Outro aspecto da personalidade de House que se faz relevante a esta análise é o modo como este lida com o erro próprio e alheio. De acordo com Antônio Cândido (1976, p. 35-6),

a grande obra-de-arte literária (ficcional) é o lugar em que nos defrontamos com seres humanos de contornos definidos e definitivos, em ampla medida transparentes, vivendo situações exemplares de um modo exemplar (exemplar também no sentido negativo). Como seres humanos encontram-se integrados num denso tecido de valores de ordem cognoscitiva, religiosa, moral, político- social e tomam determinadas atitudes em face desses valores. Muitas vezes debatem-se com a necessidade de decidir-se em face da colisão de valores, passam por terríveis conflitos e enfrentam situações-limite em que se revelam aspectos essenciais da vida humana: aspectos trágicos, sublimes, demoníacos, grotescos ou luminosos. Estes aspectos profundos, muitas vezes de ordem metafísica, incomunicáveis em toda a sua plenitude através do conceito, revelam-se, como num momento de iluminação, na plena concreção do ser humano individual. São momentos supremos, à sua maneira perfeitos, que a vida empírica, no seu fluir cinzento e cotidiano, geralmente não apresenta de um modo tão nítido e coerente, nem de forma tão transparente e seletiva que possamos perceber as motivações mais íntimas, os conflitos e crises mais recônditos na sua concatenação e no seu desenvolvimento.

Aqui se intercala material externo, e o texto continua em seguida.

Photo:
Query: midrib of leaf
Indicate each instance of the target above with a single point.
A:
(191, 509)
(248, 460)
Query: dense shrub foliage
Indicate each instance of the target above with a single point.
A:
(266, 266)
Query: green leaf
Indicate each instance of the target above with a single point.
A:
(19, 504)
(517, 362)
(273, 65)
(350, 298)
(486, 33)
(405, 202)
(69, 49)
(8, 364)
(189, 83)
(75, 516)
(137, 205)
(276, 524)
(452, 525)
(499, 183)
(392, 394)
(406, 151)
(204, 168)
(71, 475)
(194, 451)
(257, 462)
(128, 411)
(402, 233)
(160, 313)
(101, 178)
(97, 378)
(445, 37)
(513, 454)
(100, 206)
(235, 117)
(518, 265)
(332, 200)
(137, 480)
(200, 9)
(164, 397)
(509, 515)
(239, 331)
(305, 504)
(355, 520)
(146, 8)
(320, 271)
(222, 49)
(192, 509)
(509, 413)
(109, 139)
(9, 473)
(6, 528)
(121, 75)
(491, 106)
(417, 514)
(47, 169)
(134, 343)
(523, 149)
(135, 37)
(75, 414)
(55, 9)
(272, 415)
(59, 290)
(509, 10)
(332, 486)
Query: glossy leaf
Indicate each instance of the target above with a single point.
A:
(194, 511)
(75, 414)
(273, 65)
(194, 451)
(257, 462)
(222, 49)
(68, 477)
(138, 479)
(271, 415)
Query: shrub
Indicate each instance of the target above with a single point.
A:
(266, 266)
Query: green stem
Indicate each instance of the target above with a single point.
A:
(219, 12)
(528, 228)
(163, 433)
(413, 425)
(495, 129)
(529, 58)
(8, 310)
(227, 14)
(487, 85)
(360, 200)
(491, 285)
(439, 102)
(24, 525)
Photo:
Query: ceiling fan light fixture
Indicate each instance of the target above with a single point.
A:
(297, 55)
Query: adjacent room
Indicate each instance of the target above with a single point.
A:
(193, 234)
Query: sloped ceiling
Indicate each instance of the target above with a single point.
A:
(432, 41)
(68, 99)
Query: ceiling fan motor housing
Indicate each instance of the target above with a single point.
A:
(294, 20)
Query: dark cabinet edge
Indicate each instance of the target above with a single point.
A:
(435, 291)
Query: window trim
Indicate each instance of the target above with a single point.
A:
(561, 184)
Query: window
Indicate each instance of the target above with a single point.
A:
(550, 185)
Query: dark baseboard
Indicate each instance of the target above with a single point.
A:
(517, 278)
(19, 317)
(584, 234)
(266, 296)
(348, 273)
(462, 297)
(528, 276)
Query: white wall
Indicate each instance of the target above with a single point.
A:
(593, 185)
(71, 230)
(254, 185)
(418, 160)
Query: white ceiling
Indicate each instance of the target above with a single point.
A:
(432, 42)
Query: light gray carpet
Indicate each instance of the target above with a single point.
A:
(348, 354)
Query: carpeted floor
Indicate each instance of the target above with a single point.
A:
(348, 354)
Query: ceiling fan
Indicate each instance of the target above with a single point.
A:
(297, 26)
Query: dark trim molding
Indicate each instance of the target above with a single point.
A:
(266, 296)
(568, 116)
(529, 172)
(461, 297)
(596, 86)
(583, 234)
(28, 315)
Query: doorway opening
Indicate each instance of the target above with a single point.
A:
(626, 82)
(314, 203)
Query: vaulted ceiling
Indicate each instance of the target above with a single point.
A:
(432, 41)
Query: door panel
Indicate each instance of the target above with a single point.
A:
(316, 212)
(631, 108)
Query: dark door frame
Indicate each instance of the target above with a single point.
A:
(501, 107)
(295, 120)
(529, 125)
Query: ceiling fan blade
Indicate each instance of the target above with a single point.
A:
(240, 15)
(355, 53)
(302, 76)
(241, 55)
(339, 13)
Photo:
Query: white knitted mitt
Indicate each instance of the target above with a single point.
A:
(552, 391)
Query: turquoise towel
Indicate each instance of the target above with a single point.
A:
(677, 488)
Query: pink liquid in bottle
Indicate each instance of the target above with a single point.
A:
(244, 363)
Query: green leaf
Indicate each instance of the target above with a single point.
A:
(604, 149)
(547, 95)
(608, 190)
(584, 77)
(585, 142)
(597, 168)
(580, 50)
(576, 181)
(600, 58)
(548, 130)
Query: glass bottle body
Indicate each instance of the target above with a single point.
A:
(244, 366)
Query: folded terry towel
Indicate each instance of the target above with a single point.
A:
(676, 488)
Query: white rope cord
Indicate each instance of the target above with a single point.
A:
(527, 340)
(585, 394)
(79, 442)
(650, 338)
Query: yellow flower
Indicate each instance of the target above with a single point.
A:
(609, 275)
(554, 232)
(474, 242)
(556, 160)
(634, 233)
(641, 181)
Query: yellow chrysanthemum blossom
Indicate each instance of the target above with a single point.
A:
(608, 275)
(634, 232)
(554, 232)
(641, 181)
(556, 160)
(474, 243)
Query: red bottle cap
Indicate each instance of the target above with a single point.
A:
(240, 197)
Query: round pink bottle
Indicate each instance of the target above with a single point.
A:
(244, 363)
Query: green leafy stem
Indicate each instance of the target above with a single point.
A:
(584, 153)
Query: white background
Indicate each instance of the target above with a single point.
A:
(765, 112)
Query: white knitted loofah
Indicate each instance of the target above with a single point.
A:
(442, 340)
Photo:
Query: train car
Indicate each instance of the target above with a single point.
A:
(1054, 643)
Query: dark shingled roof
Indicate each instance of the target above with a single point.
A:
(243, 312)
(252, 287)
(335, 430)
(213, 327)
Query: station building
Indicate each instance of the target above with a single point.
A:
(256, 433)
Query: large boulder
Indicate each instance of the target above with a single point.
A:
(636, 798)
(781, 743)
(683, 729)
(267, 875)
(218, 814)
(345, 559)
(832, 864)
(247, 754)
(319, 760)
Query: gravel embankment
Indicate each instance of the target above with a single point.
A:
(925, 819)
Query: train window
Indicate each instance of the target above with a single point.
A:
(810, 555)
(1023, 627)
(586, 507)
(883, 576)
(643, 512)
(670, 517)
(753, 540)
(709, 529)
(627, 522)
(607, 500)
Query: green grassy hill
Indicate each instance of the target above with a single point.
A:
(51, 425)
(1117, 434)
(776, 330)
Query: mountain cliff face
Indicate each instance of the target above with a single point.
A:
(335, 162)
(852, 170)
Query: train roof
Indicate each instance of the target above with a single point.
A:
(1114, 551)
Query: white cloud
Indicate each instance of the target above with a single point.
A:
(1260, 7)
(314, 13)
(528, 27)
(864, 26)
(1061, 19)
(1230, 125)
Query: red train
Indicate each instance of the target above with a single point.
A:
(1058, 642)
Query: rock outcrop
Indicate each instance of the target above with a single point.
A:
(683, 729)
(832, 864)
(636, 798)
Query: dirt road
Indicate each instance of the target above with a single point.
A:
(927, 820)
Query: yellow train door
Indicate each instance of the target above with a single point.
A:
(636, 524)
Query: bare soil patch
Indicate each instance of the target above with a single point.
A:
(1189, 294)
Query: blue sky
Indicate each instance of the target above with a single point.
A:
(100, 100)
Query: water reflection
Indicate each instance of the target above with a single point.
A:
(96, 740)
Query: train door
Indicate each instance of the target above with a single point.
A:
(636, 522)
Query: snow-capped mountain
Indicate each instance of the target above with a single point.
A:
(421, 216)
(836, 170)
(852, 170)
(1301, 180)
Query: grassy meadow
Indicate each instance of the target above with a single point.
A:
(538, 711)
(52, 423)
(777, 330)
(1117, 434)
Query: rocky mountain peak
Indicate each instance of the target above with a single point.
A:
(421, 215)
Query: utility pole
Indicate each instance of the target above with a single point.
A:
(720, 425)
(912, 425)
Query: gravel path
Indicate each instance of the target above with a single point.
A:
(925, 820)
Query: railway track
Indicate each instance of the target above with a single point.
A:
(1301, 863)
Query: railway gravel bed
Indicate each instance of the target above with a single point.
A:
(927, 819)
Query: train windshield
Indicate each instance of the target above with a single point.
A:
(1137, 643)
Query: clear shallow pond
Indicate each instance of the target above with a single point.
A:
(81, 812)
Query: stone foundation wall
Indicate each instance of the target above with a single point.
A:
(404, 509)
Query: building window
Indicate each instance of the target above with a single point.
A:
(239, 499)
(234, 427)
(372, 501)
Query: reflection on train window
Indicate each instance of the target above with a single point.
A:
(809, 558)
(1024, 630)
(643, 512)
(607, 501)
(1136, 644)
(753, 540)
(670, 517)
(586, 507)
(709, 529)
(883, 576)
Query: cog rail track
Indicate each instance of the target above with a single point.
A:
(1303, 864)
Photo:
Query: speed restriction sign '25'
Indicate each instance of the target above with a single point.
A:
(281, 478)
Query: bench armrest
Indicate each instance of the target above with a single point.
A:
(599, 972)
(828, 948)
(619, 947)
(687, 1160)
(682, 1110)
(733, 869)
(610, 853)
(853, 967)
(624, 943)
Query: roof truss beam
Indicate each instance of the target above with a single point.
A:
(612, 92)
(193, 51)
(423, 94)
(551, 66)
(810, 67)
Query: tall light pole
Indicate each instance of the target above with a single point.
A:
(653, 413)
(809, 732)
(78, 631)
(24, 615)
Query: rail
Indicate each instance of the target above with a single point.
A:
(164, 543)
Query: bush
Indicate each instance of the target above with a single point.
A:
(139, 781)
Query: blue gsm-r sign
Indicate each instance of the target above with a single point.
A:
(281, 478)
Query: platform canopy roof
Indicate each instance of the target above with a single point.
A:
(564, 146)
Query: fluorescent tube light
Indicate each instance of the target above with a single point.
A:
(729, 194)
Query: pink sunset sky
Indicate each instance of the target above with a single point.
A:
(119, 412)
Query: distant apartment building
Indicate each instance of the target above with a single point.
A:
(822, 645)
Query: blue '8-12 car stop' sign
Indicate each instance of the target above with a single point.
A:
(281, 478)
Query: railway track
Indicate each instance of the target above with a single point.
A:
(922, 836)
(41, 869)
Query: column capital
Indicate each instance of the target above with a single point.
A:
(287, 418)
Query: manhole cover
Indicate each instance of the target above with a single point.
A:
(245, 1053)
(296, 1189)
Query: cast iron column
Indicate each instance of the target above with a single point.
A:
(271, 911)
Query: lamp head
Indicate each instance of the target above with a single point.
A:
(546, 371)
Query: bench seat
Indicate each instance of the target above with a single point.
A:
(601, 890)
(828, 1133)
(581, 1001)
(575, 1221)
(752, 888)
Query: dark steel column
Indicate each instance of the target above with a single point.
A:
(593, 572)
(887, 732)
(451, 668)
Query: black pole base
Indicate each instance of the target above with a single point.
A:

Nesta vertente, a personagem enfrenta, assim como qualquer ser humano, dilemas morais; situações em que confronta, em alguma medida, valores. Em termos de interação entre o público e o texto televisivo, é possível afirmar que o público tem contato com os aspectos pessoais retratados na figura das personagens à medida que acompanham às situações do cotidiano ficcional do médico durante o desdobramento narrativo da série como um todo. Assim, o conjunto de representações humanas se tornam familiar a esse público, de modo que ele pode, inclusive, se identificar com certas visões de mundo em razão de que o universo ficcional da série televisiva remonta aos dilemas da vida comum e, mesmo assim, há a possibilidade de haver conclusões surpreendentes que despertem o interesse do telespectador.